Przymierze według mnie powiela, ale z większym wydźwiękiem wszelkie wady widoczne w Prometeuszu takie jak miałkie aktorstwo, nieracjonalne zachowania bohaterów, czy dziury w fabule.
Oczywiście główny wątek Prometeusza jest kontynuowany, ale jest to jakieś takie naciągane, nijakie, a momentami odniosłem wrażenie, że producenci mocno musieli naciskać na Ridleya, żeby wziął jakąś scenę ze starszych części, coś tam przerobił i wcisnął w Przymierze, tylko żeby było szybciej, głośniej.

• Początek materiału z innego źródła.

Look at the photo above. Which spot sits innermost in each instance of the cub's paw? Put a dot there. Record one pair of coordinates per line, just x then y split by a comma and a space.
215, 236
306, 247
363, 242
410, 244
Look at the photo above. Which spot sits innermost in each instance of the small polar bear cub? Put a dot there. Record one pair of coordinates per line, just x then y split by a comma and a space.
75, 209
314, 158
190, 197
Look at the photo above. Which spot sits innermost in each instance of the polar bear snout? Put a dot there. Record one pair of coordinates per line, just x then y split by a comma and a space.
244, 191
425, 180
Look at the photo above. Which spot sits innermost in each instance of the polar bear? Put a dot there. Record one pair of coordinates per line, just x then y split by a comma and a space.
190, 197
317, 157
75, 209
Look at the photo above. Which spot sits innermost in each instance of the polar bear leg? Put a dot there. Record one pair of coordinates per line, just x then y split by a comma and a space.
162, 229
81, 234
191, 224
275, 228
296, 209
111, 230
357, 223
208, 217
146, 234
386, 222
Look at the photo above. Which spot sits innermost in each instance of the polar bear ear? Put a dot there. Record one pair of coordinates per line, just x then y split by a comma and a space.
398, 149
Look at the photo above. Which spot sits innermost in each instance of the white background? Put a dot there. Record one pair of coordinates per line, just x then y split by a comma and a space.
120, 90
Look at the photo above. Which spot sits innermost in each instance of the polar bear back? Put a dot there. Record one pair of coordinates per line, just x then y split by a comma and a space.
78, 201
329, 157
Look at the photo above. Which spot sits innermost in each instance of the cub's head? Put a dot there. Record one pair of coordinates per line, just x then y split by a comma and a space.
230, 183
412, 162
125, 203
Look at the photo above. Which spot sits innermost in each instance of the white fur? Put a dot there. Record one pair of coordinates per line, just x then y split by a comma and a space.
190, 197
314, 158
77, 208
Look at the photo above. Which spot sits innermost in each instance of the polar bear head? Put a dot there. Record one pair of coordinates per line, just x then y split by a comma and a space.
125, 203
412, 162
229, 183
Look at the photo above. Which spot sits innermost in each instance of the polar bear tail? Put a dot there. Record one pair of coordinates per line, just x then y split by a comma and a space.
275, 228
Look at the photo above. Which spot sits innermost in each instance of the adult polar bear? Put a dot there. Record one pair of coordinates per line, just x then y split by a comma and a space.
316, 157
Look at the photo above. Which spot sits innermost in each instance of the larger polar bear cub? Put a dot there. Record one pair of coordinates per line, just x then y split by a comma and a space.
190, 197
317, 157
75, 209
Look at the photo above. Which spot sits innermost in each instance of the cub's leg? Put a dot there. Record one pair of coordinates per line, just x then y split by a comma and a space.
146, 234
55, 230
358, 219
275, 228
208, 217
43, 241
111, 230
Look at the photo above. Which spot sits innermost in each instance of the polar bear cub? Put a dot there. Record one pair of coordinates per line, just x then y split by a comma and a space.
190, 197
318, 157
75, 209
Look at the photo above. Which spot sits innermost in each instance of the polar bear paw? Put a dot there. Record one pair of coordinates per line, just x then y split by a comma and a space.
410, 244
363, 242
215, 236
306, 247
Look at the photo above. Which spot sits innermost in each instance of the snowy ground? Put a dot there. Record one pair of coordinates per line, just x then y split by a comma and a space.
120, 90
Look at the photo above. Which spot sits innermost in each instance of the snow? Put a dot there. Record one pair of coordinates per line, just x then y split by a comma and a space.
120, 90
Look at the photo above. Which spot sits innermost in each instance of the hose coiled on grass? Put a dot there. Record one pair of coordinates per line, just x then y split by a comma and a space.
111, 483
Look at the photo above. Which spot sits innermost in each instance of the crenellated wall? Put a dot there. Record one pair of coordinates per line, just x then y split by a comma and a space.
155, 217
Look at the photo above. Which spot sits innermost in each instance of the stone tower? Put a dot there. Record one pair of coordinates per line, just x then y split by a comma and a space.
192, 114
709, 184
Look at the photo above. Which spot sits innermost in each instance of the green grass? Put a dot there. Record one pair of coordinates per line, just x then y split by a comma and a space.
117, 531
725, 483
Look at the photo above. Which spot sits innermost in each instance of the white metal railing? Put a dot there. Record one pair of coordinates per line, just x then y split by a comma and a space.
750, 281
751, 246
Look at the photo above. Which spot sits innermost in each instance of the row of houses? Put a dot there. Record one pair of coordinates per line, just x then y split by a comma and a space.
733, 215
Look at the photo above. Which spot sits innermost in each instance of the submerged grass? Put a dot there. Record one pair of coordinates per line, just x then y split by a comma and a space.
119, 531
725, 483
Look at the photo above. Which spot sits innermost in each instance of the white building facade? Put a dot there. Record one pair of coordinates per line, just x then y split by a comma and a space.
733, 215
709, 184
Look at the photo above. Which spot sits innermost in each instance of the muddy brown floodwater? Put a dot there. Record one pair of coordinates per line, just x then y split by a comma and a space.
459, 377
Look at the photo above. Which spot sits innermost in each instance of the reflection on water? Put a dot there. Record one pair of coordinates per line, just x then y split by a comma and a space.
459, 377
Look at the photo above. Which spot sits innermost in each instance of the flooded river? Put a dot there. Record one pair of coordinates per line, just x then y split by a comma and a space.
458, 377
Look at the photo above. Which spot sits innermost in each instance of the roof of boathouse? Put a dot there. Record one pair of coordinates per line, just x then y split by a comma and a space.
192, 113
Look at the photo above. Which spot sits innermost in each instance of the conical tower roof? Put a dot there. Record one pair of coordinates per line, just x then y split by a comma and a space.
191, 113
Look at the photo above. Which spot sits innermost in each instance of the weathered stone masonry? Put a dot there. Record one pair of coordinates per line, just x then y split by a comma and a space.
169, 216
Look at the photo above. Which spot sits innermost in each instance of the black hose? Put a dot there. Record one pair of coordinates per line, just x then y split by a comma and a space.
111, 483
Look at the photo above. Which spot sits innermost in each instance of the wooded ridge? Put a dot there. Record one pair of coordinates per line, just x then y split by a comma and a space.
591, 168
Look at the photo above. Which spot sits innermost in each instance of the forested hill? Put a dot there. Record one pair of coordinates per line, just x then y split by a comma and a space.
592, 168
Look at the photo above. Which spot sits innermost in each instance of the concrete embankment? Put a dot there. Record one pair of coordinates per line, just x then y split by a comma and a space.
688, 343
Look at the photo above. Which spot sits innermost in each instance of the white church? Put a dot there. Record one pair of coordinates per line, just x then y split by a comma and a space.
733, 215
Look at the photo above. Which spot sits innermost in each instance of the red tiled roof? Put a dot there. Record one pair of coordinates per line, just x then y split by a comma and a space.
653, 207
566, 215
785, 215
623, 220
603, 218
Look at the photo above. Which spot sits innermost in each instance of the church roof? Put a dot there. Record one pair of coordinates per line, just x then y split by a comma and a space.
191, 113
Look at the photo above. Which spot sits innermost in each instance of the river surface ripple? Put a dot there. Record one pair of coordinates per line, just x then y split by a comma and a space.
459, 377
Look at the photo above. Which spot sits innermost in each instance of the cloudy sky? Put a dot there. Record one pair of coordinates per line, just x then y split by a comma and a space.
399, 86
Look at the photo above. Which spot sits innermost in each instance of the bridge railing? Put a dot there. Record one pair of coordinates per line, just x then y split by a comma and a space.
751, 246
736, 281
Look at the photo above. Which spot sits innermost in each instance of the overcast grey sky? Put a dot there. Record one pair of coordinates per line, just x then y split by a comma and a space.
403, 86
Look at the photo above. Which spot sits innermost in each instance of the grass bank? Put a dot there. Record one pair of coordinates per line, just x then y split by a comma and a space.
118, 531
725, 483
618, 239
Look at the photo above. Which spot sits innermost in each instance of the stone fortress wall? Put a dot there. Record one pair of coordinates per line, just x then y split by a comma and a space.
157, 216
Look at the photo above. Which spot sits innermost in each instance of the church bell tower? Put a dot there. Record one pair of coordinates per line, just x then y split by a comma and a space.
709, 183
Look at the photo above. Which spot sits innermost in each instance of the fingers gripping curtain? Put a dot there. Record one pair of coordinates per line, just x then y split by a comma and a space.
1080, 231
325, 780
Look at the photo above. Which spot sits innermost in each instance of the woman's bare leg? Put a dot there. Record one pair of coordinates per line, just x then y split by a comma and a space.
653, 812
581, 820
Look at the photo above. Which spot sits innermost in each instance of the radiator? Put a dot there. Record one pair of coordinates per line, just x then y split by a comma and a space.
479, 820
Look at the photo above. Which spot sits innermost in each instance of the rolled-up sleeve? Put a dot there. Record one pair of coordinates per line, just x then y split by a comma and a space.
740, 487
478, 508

Film mnie nie odrzucił i cieszę się, że poszedłem na niego do kina, na kolejną część na pewno też pójdę, ale nie mogę powiedzieć, że jestem w pełni usatysfakcjonowany - było dużo wszystkiego, ale brakowało tego czegoś.
Według mnie 5, ale Obcemu jako ulubionej serii mniej chyba nie mógłbym dać :)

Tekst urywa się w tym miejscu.